An Intro to Wavelets for Computer Musicians
I wasn’t able to get this post fully complete in time for my self-imposed monthly deadline. I have decided to put it up in an incomplete state and clean it up in early September. I hope it is informative even in its current condition, which gets increasingly sketchy towards the end. Open during construction.
Among DSP types, those unfamiliar with wavelets often view them as a mysterious dark art, vaguely rumored to be “superior” to FFT in some way but for reasons not well understood. Computer musicians with a penchant for unusual and bizarre DSP (for instance, people who read niche blogs devoted to the topic) tend to get particularly excited about wavelets purely for their novelty. Is the phase vocoder too passé for you? Are you on some kind of Baudelairean hedonic treadmill where even the most eldritch Composers Desktop Project commands bore you?
Well, here it is: my introduction to wavelets, specifically written for those with a background in audio signal processing. I’ve been writing this post on and off for most of 2023, and while I am in no way a wavelet expert, I finally feel ready to explain them. I’ve found that a lot of wavelet resources are far too detailed, containing information mainly useful to people wishing to invent new wavelets rather than people who just want to implement and use them. After you peel back those layers, wavelets are surprisingly not so scary! Maybe not easy, but I do think it’s possible to explain wavelets in an accessible and pragmatic way. The goal here is not to turn you into a wavelet guru, but to impart basic working knowledge (with some theory to act as a springboard to more comprehensive resources).

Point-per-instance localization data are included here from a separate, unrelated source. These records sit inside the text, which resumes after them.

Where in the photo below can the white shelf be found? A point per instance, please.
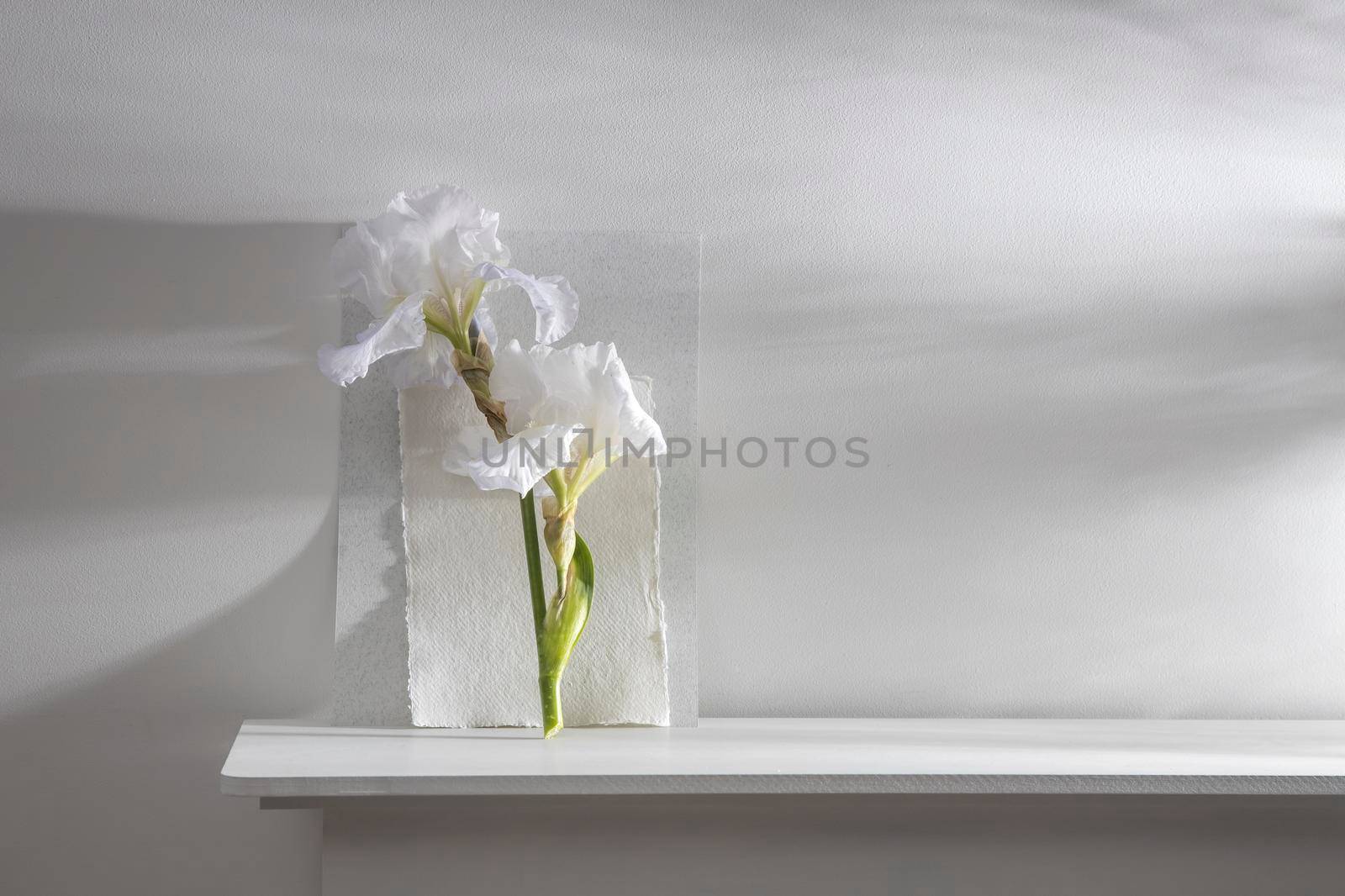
(287, 761)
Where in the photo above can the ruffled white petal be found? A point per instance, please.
(517, 463)
(428, 239)
(454, 230)
(553, 299)
(404, 329)
(578, 385)
(432, 362)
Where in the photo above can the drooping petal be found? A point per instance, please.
(428, 240)
(401, 329)
(432, 362)
(454, 230)
(360, 269)
(517, 463)
(584, 383)
(553, 299)
(517, 381)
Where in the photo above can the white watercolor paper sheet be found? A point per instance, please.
(472, 656)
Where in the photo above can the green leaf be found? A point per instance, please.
(567, 615)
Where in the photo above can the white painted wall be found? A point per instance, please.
(1073, 272)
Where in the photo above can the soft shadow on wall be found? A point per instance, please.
(167, 539)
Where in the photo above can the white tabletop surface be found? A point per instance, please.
(280, 759)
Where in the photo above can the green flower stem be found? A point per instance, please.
(549, 685)
(535, 562)
(551, 717)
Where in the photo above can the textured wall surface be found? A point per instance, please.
(1073, 269)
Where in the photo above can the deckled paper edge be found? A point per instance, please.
(652, 595)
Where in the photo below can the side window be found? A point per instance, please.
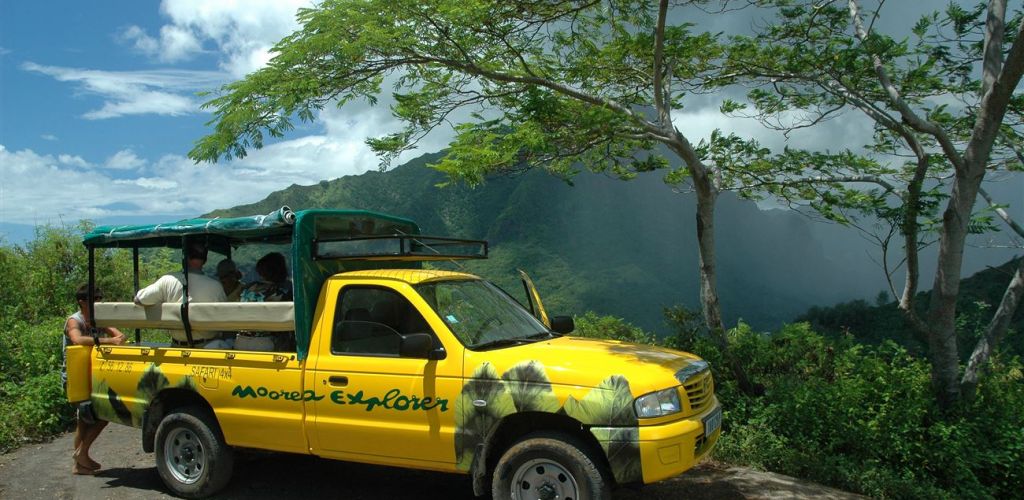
(372, 321)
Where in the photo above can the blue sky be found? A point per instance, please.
(98, 108)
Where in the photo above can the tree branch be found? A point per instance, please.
(906, 113)
(1001, 213)
(659, 94)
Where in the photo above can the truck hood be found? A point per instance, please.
(586, 363)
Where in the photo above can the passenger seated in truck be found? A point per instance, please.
(77, 333)
(272, 287)
(230, 280)
(170, 288)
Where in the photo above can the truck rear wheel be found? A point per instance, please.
(192, 457)
(549, 466)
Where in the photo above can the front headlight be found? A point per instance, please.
(657, 404)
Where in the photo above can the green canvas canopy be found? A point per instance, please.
(302, 228)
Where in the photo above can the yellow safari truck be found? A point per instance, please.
(389, 364)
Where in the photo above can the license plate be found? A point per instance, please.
(713, 422)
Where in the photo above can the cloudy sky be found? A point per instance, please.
(98, 108)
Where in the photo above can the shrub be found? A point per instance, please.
(861, 418)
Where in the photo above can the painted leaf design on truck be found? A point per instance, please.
(530, 388)
(525, 387)
(611, 404)
(111, 406)
(472, 421)
(608, 404)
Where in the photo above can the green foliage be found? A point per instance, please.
(38, 293)
(853, 416)
(882, 321)
(594, 326)
(32, 399)
(861, 418)
(553, 85)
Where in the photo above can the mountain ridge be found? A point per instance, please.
(622, 248)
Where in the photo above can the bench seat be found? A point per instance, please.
(269, 317)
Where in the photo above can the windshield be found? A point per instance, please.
(480, 315)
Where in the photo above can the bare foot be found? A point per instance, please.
(85, 462)
(81, 470)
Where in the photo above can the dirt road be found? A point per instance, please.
(44, 471)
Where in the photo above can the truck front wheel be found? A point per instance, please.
(192, 457)
(549, 466)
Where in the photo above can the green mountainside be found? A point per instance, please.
(980, 295)
(623, 248)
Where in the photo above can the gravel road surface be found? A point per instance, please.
(43, 470)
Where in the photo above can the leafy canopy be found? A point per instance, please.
(547, 84)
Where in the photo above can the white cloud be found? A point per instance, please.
(73, 160)
(175, 43)
(124, 160)
(171, 184)
(242, 32)
(136, 92)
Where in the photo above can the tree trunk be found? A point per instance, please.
(942, 307)
(709, 277)
(994, 332)
(706, 245)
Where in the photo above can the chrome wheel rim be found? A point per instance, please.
(544, 478)
(184, 455)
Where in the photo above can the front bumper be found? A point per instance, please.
(669, 450)
(663, 450)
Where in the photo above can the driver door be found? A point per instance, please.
(376, 402)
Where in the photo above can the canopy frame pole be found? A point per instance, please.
(134, 259)
(184, 293)
(91, 296)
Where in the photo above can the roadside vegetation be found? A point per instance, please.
(858, 417)
(38, 293)
(828, 408)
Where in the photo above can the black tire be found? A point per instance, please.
(549, 465)
(192, 457)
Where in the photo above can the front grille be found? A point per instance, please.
(699, 390)
(698, 447)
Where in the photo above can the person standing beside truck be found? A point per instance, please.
(75, 334)
(273, 285)
(170, 288)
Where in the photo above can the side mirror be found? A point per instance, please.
(562, 324)
(416, 345)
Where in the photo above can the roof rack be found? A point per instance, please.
(398, 247)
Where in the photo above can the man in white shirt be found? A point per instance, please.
(170, 288)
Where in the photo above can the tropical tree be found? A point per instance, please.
(945, 113)
(554, 85)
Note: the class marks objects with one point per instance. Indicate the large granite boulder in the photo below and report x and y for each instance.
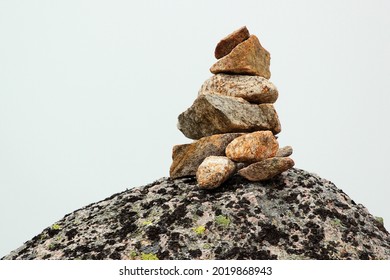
(296, 215)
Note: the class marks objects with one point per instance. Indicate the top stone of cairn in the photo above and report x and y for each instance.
(247, 57)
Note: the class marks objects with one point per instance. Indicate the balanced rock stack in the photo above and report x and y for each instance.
(233, 120)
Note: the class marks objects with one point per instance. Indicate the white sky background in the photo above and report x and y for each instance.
(90, 92)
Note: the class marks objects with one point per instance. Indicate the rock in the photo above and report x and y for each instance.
(284, 152)
(214, 114)
(213, 171)
(296, 215)
(253, 89)
(266, 169)
(186, 158)
(247, 58)
(228, 43)
(253, 147)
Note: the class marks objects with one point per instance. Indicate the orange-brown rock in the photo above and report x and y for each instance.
(215, 114)
(284, 152)
(228, 43)
(266, 169)
(213, 171)
(247, 58)
(187, 157)
(253, 147)
(253, 89)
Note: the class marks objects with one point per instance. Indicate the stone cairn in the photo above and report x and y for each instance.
(233, 120)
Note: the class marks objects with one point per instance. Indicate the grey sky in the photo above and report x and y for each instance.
(90, 92)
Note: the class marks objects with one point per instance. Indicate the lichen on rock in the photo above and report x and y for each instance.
(295, 215)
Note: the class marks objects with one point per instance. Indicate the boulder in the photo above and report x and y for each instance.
(247, 58)
(253, 89)
(215, 114)
(228, 43)
(266, 169)
(253, 147)
(284, 152)
(187, 157)
(213, 171)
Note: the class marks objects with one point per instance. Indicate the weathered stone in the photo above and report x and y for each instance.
(284, 152)
(266, 169)
(253, 147)
(248, 58)
(283, 219)
(228, 43)
(254, 89)
(214, 114)
(213, 171)
(187, 157)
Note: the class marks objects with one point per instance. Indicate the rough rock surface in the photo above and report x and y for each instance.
(254, 89)
(253, 147)
(247, 58)
(213, 171)
(214, 114)
(228, 43)
(266, 169)
(284, 151)
(296, 215)
(187, 157)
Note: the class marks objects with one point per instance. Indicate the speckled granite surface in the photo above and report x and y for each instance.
(296, 215)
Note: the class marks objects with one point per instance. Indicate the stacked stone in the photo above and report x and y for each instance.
(233, 120)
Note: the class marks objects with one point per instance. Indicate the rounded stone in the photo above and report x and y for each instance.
(252, 147)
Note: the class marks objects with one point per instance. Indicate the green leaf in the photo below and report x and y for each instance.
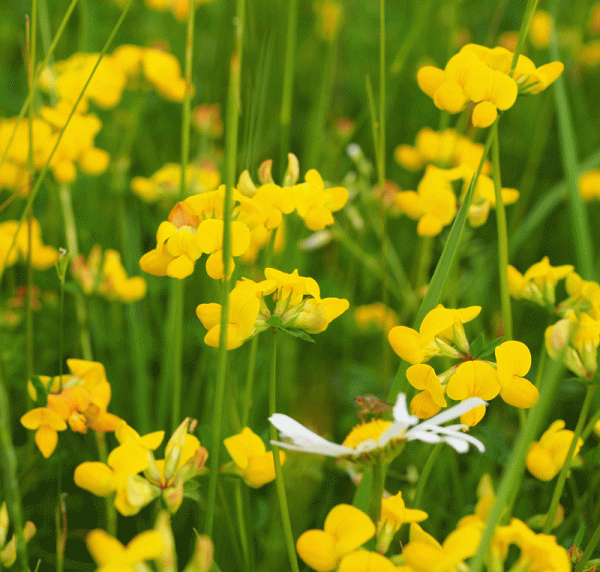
(275, 322)
(298, 334)
(41, 391)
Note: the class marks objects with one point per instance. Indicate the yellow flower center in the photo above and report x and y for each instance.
(365, 432)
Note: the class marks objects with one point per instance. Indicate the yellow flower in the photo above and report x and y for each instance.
(346, 529)
(393, 515)
(431, 399)
(119, 475)
(540, 29)
(375, 314)
(547, 456)
(251, 459)
(244, 307)
(513, 360)
(439, 328)
(425, 554)
(42, 256)
(474, 378)
(112, 556)
(314, 203)
(538, 284)
(366, 561)
(433, 204)
(164, 184)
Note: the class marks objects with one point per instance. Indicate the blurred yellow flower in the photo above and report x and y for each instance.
(252, 461)
(547, 456)
(112, 556)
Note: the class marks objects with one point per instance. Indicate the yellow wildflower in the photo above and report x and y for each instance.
(42, 256)
(547, 456)
(346, 529)
(252, 461)
(110, 554)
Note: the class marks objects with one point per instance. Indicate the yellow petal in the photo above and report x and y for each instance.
(317, 549)
(95, 477)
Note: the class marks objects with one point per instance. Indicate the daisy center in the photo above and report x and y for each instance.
(365, 432)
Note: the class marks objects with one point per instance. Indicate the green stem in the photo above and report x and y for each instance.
(444, 265)
(578, 214)
(589, 550)
(239, 509)
(288, 81)
(527, 17)
(231, 138)
(10, 480)
(435, 452)
(377, 488)
(45, 168)
(64, 194)
(29, 99)
(247, 403)
(285, 514)
(562, 477)
(502, 237)
(513, 473)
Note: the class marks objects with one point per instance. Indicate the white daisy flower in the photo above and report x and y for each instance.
(379, 434)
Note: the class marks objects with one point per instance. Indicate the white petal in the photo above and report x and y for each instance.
(456, 411)
(304, 439)
(401, 412)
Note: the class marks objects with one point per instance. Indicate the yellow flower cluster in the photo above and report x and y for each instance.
(294, 303)
(576, 335)
(8, 550)
(78, 400)
(442, 334)
(184, 460)
(128, 66)
(76, 147)
(195, 225)
(434, 203)
(547, 456)
(41, 257)
(482, 76)
(165, 183)
(105, 275)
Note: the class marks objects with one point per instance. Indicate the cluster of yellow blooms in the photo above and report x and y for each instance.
(76, 147)
(576, 335)
(484, 77)
(195, 225)
(80, 399)
(434, 203)
(442, 334)
(285, 301)
(105, 275)
(347, 528)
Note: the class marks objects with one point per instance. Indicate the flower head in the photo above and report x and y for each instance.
(346, 529)
(380, 437)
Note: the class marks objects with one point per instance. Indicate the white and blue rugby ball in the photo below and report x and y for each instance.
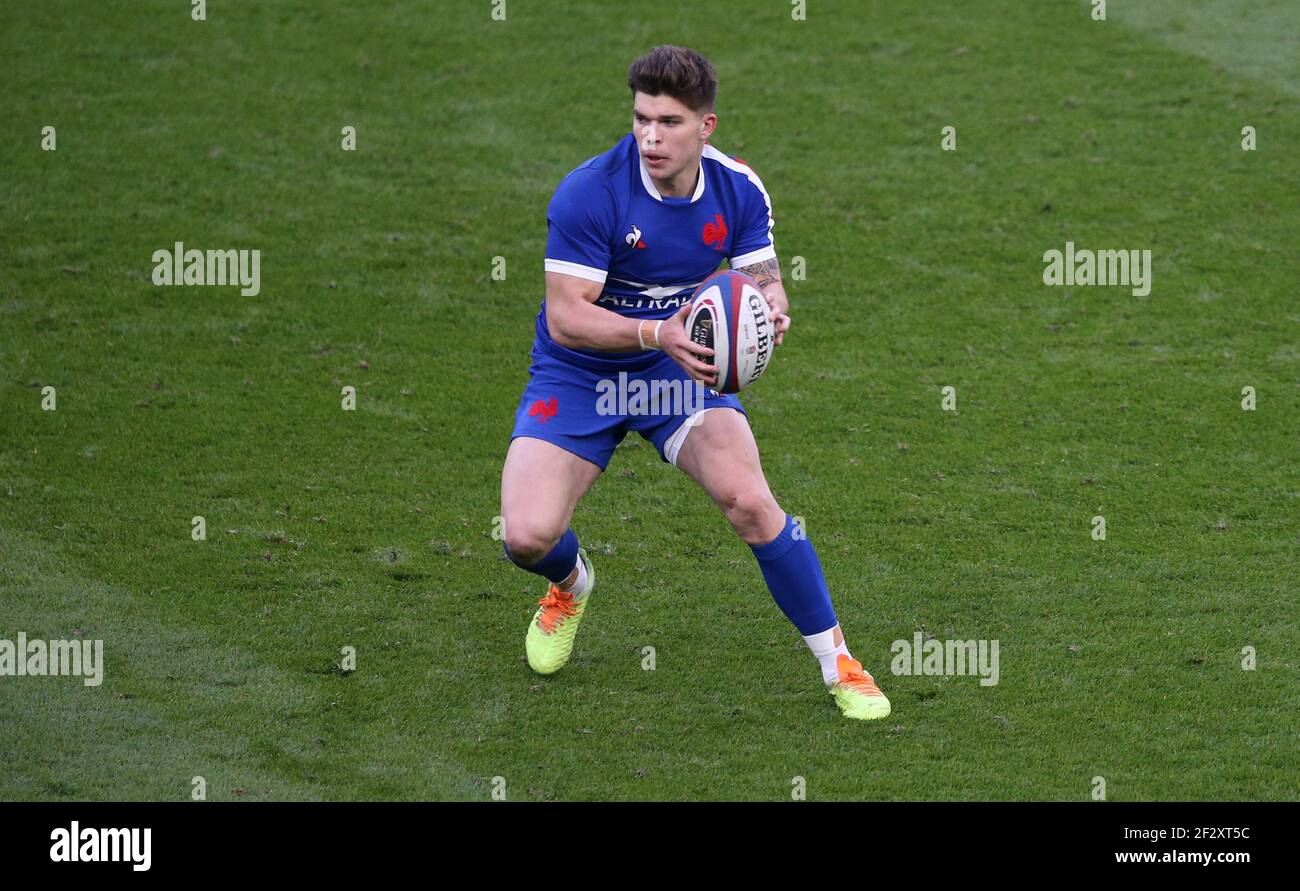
(728, 314)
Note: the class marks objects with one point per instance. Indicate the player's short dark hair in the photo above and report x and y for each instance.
(677, 72)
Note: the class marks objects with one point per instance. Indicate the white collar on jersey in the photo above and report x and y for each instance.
(654, 193)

Before we go further, I have to emphasize an important fact: while wavelets have found many practical uses in image processing and especially biomedical signal processing, wavelets are not that common in audio. I’m not aware of any widely adopted and publicly documented audio compression codec that makes use of wavelets. For both audio analysis alone and analysis-resynthesis, the short-time Fourier transform and the phase vocoder are the gold standard. The tradeoffs between time and frequency resolution are generally addressable with multiresolution variants of the STFT.
There is no one “wavelet transform” but a huge family of methods. New ones are developed all the time. To limit the scope of this post, I will introduce the two “classical” wavelet transforms: the Continuous Wavelet Transform (CWT) and Multiresolution Analysis (MRA). I’ll also go over popular choices of individual wavelets and summarize their properties. There are other wavelet transforms, some of more musically fertile than CWT or MRA, but you can’t skip the fundamentals before moving on to those. My hope is that demystifying wavelet basics will empower more DSP-savvy artists to learn about these curious creatures.